Un passante vede Cesare gettare in acqua Giovanni, e da quel momento in poi, a Roma e nel mondo tutti diranno che il maggiore dei Borgia è l’assassino del fratello.
 

Cesare china il capo di fronte al padre e lo informa della dipartita di Giovanni, non avverte la risposta del papa, corre via dalla sala in cui i festeggiamenti verranno interrotti per lutto. Il cardinale entra, seguito solo da Michelotto, nella grande chiesa, si segna e poi si inginocchia di fronte al grande crocefisso.
“Pater noster …” prende a mormorare. Alza lo sguardo e fissa il Cristo sulla croce, si sfila il farsetto e la camicia, rimanendo solo con le braghe, afferra la tovaglia e la toglie dall’altare, con forza sovraumana la lacera, facendone tanti lembi, che poi bagna con del vino santo. L’afferra e si inginocchia di nuovo sulle scale, di fronte al crocefisso, poi mormorando l’ennesimo pater noster prende a battersi la schiena, senza urlare, trattenendo le lacrime ed il dolore.
 

Juan è morto. La prima vittima di un grande quadro scarlatto. Giovanni è il primo Borgia a morire per mano nemica, ma non l’ultima.

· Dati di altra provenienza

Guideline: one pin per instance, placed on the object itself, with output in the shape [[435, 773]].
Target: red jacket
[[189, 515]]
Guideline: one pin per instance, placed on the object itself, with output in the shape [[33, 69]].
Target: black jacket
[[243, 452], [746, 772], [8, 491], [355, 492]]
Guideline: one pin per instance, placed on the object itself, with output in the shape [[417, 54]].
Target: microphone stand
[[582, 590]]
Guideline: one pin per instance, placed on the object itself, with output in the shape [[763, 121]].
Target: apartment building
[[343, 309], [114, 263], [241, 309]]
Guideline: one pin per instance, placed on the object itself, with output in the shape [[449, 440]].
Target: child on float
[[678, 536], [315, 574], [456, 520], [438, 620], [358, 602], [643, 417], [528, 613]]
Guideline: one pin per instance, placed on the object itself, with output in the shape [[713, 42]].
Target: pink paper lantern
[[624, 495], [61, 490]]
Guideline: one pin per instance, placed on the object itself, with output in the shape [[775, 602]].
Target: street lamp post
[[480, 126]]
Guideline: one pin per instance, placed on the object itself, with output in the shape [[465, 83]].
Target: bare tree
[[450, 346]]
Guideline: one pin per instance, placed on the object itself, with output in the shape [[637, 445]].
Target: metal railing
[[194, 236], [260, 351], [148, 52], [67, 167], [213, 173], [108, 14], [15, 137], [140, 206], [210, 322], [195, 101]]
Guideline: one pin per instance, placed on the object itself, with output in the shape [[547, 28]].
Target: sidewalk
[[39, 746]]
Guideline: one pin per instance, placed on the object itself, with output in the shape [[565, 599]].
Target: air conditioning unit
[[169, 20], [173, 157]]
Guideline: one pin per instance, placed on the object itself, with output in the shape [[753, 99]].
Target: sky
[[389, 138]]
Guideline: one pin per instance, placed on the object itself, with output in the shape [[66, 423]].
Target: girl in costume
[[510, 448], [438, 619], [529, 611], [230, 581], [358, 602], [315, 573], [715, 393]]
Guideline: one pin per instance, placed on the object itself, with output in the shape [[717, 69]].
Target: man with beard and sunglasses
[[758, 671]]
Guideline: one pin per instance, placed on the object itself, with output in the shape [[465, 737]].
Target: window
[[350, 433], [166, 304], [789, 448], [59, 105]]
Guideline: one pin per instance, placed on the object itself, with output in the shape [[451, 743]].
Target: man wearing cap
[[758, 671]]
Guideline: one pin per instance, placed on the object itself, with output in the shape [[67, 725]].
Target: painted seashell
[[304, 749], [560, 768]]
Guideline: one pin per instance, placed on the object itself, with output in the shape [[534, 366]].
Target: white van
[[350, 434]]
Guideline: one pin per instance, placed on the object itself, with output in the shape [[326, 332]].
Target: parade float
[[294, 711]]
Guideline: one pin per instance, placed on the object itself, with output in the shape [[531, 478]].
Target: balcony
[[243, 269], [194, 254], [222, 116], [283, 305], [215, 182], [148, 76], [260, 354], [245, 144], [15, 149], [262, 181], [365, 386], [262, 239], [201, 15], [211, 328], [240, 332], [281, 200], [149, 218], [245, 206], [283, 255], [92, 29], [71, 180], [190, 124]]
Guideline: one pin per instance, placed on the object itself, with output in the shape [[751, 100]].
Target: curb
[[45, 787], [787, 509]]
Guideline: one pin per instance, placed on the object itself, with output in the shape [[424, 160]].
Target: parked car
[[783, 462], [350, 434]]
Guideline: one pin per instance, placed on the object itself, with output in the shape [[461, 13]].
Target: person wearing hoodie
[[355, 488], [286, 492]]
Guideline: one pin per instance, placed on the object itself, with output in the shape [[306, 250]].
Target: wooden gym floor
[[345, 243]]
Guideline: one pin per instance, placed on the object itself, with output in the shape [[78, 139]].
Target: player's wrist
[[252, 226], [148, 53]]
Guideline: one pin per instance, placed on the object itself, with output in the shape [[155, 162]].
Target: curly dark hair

Cesare è pronto per tutto, mentre si batte la schiena e si ferisce, tentando di purificarsi per la morte dell’amante.

Lucrezia giace tristemente nel letto assieme al marito, in attesa di una nuova gravidanza, lasciandosi penetrare con violenza.

Rodrigo cade in ginocchio nella sua stanza, piangendo e pregando senza sosta, Giulia tenta di abbracciarlo, ma lui la scosta con forza, gettandola a terra.

Chi sarà il prossimo? Quale sangue verrà versato ora? Per mano di chi?

Quale sarà il primo Borgia a raggiungere Juan?





Angolo autrice:
Amo i Borgia, immensamente.
Cesare per primo, quindi non posso evitare di vederlo insieme a Juan.
Potete uccidermi! :D
Questa è la mia versione dei fatti accaduti nella notte del 14 giugno 1497, quando il povero Juan fu ucciso.